Actually, I don't really mind if not care what teachers say in the staffroom as backroom 'unprofessionalism' goes on in all professions, in my experience! It's how they present to a) my DCs and b) me that matters! It's a useful way of letting off steam or pent up stress and, perhaps perversely builds a sense of 'shared experience' within a team.
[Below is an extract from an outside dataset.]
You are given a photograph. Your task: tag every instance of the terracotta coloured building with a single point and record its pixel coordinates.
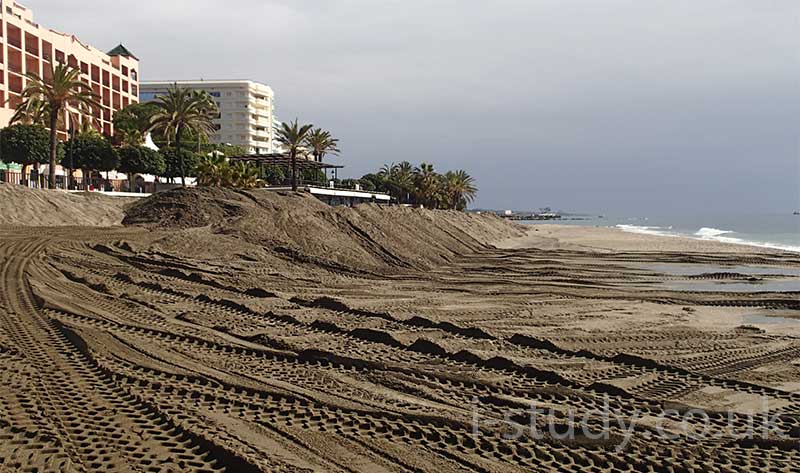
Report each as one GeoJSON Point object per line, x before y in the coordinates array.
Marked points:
{"type": "Point", "coordinates": [28, 47]}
Anyway, as mentioned earlier, it hadn't occurred to me the work might be peer reviewed but it seems like a credible explanation to me, which is fine! I will let you know as soon as I do if this indeed is the case!

OP posts:
Adair · 17/09/2010 20:42

Sleepinglion Grin

Can I point out that teachers are not a homogeneous group with a hive mind? I am frequently shocked at the attitude demonstrated by some teachers on the TES forum. I haven't actually seen it here tbh. But some people are nasty, and some people are nice. That's life, ain't it?

Feenie · 17/09/2010 20:49

""Actually, Greensleeves has posted some very lovely comments about her DS's teacher IIRC. I think you're being a bit unfair."
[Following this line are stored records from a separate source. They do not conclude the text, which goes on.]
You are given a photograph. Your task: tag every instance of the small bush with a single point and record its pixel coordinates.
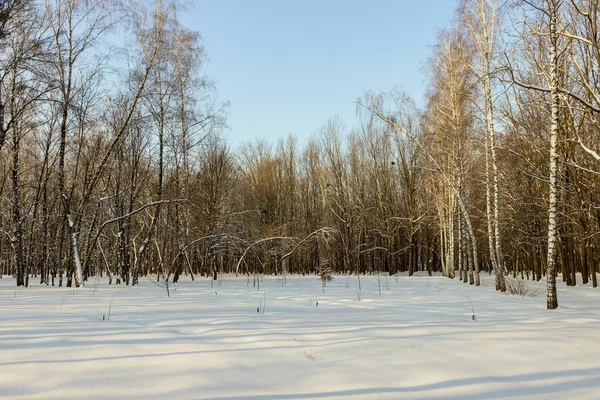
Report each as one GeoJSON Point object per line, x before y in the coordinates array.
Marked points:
{"type": "Point", "coordinates": [325, 275]}
{"type": "Point", "coordinates": [518, 287]}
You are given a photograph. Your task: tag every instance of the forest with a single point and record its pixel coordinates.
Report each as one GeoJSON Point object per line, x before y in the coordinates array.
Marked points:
{"type": "Point", "coordinates": [114, 161]}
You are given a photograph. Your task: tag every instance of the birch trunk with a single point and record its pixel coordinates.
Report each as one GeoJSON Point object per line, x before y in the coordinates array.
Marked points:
{"type": "Point", "coordinates": [552, 300]}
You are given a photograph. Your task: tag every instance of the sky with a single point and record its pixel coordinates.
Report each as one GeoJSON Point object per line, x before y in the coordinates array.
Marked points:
{"type": "Point", "coordinates": [287, 66]}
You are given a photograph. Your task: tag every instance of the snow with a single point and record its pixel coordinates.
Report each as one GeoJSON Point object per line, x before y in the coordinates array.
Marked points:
{"type": "Point", "coordinates": [415, 340]}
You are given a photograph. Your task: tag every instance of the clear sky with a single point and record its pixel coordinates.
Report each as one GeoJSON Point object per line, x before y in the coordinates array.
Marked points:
{"type": "Point", "coordinates": [287, 66]}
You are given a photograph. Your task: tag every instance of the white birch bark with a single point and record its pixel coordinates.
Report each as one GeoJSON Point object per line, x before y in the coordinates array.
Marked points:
{"type": "Point", "coordinates": [552, 300]}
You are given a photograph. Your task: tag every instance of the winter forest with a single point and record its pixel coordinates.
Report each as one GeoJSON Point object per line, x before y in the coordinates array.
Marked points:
{"type": "Point", "coordinates": [410, 252]}
{"type": "Point", "coordinates": [113, 162]}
Okay, if you say so. I haven't seen anyhing pleasant lately - quite the opposite - and I think, on this thread, that it is Greensleeves who has been very unfair.
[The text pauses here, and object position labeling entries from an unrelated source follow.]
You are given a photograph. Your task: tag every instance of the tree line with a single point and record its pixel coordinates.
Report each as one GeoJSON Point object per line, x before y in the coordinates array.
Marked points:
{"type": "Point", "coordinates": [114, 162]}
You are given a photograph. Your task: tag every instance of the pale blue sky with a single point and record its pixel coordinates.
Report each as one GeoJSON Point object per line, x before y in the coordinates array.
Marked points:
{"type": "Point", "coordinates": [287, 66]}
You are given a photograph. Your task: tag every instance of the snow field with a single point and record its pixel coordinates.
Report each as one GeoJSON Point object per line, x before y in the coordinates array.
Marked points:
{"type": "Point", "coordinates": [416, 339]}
msyikes · 17/09/2010 21:06

So true Adair re the TES forum, it is horrendous and a bit scary sometimes. And any teacher knows that in their staffroom (well, can't speak for primary but in secondary) there will be a wide range of characters, good, bad and ugly! Shock

But most sane teachers would think they ought to be setting a high standard literacywise, I think.. Hmm

ampere If dc didn't mark anyone else's work that's a bit odd, as usually peer marking would be done in pairs. Could still be worth asking.

Greensleeves having present ideas laughed at is not nice, those teachers were v mean and ought to swap places with secondary teachers who rarely get anything unless they work somewhere v nice indeed.

Feenie · 17/09/2010 21:19

Greensleeves, could you post a link to your Christmas present thread? I can't find it. Am convinced no MN teachers would have laughed and said it was mad. Some MN posters, maybe.

TheFallenMadonna · 17/09/2010 21:24

I read the thread Feenie. Perhaps it was in Chat? She isn;t misrepresenting. It wasn't every teacher. Some were very lovely about her suggestions. But some weren't. And they were teachers. Or said they were at least - which all any of us can do.

loopyloops · 17/09/2010 21:29

I read and commented on that thread. She had some absolutely lovely ideas for presents that she and DC could make for teachers, and I was infuriated by some really nasty comments by teachers. (eg. she'll laugh at it/throw it away/who would want to ea something made by dirty children?).
I'm a secondary teacher too and somewhat bemused by the need for teacher gifts, but had I received one of her presents I would have been overjoyed.

Feenie · 17/09/2010 21:36

Really? I can't believe that the teachers on here would say stuff like that. I vaguely remember the thread. I agree that it would be a different story on TES, but I still think MN teachers are on the whole quite supportive.

loopyloops · 17/09/2010 21:45

Really. And I'm usually in the support-the-teacher camp. (Being one and everything!)